Certainly the allegations, if proven, are horrific. But the news frenzy is also a byproduct of our media. Live radio and 24-hour television demands that airtime be constantly filled, and a succinct account doesn't fill three hours of a talk host's program. And "good radio" is measured by the number of listeners riveted; Arbitron and Nielsen polls dictate the approach. The more salacious, the better.
I don't know if Michael Jackson is guilty as charged. From his interviews, I do know that he has an eccentric understanding of the way grown men and other people's children are supposed to interact. But that does not in itself convict him of child molestation. I know that he apparently paid someone $20 million ten years ago, in order to silence a child-molestation accusation, but that does not prove much to me. I have been a civil litigator for ten years, and I know that all-too-many baseless allegations settle for reasons unrelated to the veracity of charges. But, then again, sometimes they settle for the right reasons.
So I do not know whether Michael Jackson dunnit. And, on a much deeper level, I do not care. I do not associate with Michael Jackson; odds are I will never meet him. The chances that he would invite my pre-adolescent son to spend a night at his ranch are less-than-nil. And most important here the chances that, if invited, my son actually would spend a night at Neverland were, are, and always will be, never.

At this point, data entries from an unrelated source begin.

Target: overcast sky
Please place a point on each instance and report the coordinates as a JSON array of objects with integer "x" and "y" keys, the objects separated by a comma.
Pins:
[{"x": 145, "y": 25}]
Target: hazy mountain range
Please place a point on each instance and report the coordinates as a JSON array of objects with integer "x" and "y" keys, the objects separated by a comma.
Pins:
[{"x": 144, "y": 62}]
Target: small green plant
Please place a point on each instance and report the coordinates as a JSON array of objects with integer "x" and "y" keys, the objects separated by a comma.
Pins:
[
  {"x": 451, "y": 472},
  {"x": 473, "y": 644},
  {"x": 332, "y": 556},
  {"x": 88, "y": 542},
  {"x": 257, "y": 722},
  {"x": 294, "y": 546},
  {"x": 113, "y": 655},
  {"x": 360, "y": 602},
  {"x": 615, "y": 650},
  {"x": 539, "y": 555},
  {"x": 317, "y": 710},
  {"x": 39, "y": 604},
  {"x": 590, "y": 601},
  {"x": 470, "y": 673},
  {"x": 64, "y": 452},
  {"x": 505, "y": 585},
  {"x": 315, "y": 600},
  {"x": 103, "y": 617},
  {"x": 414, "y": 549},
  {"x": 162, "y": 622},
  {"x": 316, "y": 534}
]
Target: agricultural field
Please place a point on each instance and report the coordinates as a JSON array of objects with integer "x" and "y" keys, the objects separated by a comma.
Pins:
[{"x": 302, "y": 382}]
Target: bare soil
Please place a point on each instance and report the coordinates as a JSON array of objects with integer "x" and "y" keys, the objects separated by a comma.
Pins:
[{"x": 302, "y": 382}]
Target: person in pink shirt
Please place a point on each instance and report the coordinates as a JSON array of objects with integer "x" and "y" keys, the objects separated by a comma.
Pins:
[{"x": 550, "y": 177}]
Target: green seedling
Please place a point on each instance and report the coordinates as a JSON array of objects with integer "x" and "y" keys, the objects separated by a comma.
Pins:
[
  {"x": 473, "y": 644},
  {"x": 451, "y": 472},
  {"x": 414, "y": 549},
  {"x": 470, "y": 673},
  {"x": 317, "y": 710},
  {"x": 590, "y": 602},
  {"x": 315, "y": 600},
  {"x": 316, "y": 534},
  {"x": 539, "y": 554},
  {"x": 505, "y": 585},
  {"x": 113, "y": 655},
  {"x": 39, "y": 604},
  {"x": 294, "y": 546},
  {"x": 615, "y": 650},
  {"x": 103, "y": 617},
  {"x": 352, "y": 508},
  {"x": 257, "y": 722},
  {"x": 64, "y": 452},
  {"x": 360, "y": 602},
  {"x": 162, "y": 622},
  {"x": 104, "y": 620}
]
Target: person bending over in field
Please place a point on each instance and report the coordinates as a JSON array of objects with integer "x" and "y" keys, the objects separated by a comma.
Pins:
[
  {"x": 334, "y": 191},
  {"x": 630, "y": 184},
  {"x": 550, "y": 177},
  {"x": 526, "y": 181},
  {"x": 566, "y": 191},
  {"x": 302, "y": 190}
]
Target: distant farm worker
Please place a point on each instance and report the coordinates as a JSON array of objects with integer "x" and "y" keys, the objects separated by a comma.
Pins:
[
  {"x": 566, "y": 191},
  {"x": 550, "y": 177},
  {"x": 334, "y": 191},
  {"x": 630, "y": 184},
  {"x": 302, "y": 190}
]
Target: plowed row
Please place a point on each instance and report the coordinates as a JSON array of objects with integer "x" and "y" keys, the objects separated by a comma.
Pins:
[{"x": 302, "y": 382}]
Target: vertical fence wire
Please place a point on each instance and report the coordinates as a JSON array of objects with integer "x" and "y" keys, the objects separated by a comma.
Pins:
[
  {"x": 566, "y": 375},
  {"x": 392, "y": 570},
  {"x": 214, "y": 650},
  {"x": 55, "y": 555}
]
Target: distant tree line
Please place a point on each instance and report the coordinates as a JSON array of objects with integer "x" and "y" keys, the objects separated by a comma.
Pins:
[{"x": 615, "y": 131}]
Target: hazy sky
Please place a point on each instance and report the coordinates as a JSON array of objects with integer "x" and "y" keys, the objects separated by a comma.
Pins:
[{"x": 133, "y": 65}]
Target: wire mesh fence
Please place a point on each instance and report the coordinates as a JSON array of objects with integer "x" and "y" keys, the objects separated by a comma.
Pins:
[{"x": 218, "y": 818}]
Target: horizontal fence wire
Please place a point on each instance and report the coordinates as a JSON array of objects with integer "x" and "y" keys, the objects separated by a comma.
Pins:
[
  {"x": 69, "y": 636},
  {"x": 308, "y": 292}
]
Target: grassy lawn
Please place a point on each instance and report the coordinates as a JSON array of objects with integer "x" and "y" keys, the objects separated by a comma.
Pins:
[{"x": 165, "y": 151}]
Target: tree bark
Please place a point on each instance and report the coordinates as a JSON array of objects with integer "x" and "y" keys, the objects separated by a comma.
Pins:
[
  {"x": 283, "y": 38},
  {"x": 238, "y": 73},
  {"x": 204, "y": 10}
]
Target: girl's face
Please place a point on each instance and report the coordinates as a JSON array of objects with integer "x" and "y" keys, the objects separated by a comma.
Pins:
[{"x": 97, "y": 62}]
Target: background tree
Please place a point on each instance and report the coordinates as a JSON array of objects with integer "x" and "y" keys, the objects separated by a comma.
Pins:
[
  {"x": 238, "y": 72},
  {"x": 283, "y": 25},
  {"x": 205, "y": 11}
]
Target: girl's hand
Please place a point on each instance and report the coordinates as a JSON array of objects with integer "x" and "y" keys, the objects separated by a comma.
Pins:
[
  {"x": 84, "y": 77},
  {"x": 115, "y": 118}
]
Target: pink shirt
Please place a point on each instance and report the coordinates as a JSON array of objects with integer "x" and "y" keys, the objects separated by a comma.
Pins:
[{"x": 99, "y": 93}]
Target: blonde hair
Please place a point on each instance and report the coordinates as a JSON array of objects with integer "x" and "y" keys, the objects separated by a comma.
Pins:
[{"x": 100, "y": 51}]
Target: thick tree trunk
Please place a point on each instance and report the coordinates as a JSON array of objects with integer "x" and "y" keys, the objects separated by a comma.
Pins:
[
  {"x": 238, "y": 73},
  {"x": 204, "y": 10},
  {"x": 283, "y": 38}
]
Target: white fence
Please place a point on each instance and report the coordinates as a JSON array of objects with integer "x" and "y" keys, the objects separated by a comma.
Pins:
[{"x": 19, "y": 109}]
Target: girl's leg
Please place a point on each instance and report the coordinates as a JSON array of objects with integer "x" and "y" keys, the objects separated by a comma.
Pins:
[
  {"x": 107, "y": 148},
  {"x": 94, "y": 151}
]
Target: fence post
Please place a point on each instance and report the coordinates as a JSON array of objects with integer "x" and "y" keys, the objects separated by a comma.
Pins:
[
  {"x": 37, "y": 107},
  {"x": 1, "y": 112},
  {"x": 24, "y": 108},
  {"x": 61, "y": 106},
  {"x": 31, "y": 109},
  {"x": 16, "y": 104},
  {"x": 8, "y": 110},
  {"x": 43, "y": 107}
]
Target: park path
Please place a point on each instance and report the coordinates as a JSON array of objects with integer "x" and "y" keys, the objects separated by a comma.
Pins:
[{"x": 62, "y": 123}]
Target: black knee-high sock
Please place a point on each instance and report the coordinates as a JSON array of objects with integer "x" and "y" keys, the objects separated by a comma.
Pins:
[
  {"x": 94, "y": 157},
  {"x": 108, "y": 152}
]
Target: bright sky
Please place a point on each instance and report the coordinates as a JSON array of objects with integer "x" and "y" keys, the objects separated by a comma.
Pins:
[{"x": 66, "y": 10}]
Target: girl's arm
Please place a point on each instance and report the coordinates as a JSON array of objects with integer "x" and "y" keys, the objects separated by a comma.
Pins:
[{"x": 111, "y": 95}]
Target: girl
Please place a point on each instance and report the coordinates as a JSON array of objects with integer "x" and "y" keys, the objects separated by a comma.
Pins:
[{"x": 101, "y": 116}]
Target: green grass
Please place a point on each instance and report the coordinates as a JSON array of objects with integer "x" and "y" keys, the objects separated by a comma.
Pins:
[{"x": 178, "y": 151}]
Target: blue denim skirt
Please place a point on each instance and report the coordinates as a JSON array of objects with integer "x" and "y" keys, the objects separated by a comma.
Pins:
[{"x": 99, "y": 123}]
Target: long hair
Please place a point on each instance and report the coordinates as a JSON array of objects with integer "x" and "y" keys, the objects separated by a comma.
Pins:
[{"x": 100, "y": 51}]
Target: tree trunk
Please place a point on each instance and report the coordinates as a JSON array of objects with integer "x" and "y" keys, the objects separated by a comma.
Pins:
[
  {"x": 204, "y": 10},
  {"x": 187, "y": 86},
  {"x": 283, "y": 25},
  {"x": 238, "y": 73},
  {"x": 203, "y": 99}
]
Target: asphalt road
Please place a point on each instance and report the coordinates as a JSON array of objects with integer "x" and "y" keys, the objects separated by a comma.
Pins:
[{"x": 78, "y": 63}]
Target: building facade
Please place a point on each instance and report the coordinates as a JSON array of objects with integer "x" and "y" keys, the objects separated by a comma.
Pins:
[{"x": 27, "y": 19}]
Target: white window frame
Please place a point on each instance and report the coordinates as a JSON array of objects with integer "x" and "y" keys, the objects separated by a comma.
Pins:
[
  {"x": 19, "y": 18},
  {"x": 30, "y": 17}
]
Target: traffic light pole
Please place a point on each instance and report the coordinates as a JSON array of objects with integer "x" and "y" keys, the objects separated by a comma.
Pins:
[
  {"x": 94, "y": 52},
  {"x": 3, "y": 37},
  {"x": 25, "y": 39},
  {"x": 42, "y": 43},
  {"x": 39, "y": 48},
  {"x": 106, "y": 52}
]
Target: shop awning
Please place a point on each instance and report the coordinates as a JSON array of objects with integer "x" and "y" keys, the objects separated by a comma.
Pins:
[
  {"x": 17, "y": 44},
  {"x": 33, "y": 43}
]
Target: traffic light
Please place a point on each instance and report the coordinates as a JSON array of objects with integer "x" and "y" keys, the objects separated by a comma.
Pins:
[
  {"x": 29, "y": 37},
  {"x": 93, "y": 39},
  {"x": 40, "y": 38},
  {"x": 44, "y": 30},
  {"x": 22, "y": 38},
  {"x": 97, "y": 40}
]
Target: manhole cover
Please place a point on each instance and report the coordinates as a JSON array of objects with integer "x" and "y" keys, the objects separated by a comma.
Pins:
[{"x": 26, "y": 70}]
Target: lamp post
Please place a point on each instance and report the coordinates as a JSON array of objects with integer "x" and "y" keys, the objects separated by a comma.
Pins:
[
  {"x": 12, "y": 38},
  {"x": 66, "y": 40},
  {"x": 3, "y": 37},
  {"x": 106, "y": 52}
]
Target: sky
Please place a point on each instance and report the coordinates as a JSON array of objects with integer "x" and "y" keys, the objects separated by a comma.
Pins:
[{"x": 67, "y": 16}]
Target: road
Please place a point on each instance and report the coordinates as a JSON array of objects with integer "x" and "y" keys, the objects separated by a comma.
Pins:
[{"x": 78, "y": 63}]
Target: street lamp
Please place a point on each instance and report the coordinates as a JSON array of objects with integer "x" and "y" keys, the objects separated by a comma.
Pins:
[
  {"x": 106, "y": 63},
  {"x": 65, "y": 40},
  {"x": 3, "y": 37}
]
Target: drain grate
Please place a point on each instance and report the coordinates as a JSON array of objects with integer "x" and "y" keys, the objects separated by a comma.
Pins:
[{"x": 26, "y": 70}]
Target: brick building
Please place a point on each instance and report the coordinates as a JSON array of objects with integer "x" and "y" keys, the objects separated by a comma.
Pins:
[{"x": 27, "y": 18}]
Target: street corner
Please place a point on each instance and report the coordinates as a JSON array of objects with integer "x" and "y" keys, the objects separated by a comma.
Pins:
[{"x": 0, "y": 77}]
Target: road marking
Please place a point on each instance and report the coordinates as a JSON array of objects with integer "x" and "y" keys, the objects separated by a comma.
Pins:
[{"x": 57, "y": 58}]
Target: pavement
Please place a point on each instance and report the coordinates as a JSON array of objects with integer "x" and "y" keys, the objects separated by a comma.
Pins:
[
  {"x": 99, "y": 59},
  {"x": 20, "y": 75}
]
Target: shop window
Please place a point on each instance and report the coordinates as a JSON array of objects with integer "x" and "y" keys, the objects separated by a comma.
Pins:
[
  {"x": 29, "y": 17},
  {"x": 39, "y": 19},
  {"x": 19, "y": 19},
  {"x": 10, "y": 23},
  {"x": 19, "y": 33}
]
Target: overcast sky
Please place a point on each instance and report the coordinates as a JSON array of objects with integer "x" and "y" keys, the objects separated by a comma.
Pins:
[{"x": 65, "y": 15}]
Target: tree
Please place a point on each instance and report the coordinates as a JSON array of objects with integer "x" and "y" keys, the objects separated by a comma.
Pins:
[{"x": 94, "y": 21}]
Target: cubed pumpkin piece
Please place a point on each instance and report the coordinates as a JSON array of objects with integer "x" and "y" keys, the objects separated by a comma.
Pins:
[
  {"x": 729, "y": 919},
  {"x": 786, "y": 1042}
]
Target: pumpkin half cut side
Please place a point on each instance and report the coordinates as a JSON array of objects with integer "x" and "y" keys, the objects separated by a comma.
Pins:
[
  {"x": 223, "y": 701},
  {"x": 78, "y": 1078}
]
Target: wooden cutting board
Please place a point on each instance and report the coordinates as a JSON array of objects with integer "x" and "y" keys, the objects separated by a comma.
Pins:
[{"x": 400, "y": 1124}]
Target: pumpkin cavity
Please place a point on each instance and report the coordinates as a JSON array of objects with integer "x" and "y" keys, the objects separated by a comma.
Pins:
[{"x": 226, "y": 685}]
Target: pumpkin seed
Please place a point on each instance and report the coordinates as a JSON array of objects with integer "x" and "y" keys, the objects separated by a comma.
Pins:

And that's the discussion the media should be having about the Michael Jackson issue. What parents would allow their child, in the aftermath of prior scandalous allegations and a mega-million-dollar out-of-court settlement, to spend private time with Michael Jackson?
And what kind of parents are the rest of us? We do not know Michael Jackson, and no one of his milieu invites our children to spend the night but ABC television does, and so does NBC, and CBS, and Fox, and the myriad cable and satellite stations. Do we know what our children are watching on television, as strangers enter our homes each night through the tube, babysitting them and spending the night with them? So many of us do not.
Earlier in my parenting years, as my daughters were growing up, I knew that I did not want them watching Beverly Hills 90210 or anything of that genre. By contrast, Cosby was wholesome. But what about the shows in between? The Simpsons seemed cartoonish and therefore fine until we started noticing that the story lines too often carried troubling messages. Roseanne seemed funny and family oriented, but we soon determined that her boorishness did not belong in our home. Friends seemed like a bunch of nice kids who were, well, friends. But then we saw that they were also trying to get into each other's intimate apparel.
We became censors. As Jerry Springer and Geraldo were added to the daytime schedule, along with reruns of Married with Children and so much of the network sitcom trash, that time slot also became dangerous. So we monitored. That is how we reared our children censoring television. Even Nickelodeon, which began as a television safe haven a decade ago, soon moved into "Nick at Night." Now, Roseanne is there and our son is not.
In 1993, after law school, we drove from California to Kentucky, where I served a year's clerkship for an appeals-court judge. En route, we listened to the car radio and, for the first time, I heard the pop music to which my children were subjected. I was shocked absolutely shocked. So we moved the family to country music. Yes, country music includes lyrics about bars and drinking. But they also speak about mama and family even about God. I would rather that my pre-adolescent children sing Garth Brooks's "Unanswered Prayers" than Britney Spears's latest panting and moaning.
If TV and music censorship became part of parenting when my daughters were in grade school, I now also censor videogames for my growing son. I had no idea that the evil and trash elsewhere in our culture had permeated the joystick sanctuary. But it has. Virtually every interesting game that is not sports-based glorifies anti-social behavior: racing away from the police and shooting and murdering people. Clerks at the stores have told me that some games even depict rape. Well, not in the Gamecube at Chez Fischer, they don't.
Reasonable minds may differ on parental censorship. Not every parent would make my choices; that's fine. But if L'Affaire Jackson teaches us anything constructive if we are to draw anything from the story beyond the gossip every parent must begin by asking "How could the plaintiff's parents ever have allowed their son to spend private time alone with Jackson?" And, then after smiling smugly at how much better our parenting skills are we all must ask: "And what are we doing to ensure that other societal pollutants don't poison our children's precious minds and innocent souls?" That's where our parenting test really lies.
Rabbi Dov Fischer, a civil-litigation attorney in Los Angeles, is rabbi of the Young Israel of Calabasas.